On Leave It Beautiful, Astrid proves she has a good ear for pop music, putting together an album that manages to sound fresh yet catchy. On the previous two EPs preceding this project, Astrid pivoted to a more stripped-down sound but she returns to the bright electropop of her earlier releases, steering it towards a clubbier and more ambient bent that helps to set the album apart from the usual pop music release. The production on the album is top-notch and pristine, and Jack & Coke’s consistent involvement allows for the project to feel like a connected and complete body of work.
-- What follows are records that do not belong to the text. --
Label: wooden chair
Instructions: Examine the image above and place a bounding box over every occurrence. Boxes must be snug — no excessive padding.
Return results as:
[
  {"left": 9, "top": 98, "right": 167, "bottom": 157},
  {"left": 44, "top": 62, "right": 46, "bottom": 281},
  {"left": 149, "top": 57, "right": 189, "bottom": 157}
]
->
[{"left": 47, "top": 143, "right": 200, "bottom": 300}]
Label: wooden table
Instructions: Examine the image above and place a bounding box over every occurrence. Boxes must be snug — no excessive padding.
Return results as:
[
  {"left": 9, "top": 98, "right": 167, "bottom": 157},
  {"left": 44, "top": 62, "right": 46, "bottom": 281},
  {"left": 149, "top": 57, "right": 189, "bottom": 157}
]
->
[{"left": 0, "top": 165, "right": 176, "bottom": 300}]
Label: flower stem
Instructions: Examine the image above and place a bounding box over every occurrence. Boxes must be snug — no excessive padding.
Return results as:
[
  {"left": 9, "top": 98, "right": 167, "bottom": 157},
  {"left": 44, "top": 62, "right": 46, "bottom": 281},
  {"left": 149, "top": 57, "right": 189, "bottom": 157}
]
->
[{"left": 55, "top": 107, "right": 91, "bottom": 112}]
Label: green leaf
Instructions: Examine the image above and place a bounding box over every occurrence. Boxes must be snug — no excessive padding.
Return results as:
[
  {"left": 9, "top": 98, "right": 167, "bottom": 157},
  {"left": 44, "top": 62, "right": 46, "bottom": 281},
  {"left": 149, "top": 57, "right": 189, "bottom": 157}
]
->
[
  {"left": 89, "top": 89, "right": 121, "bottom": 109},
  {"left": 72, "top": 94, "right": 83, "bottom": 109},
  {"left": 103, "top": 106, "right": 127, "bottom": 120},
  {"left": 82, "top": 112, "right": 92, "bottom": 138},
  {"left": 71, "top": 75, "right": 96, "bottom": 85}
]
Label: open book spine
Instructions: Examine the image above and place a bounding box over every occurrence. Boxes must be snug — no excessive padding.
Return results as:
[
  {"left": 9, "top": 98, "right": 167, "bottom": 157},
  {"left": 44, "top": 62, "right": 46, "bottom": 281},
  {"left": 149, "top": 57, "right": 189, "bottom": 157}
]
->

This isn’t necessarily a perfect record but it’s a pleasant success that shows a lot of promise from Astrid S, possibly even to follow in the footsteps of Scandinavian pop vanguards like Robyn and Agnes — but most importantly, it is good to see Astrid finally releasing a full-length project that allows some of her cheerful and optimistic personality to shine through. Overall, this is a solid debut effort that offers a slight twist on the usual pop music fare and includes some beautiful vocal performances worth anyone’s time.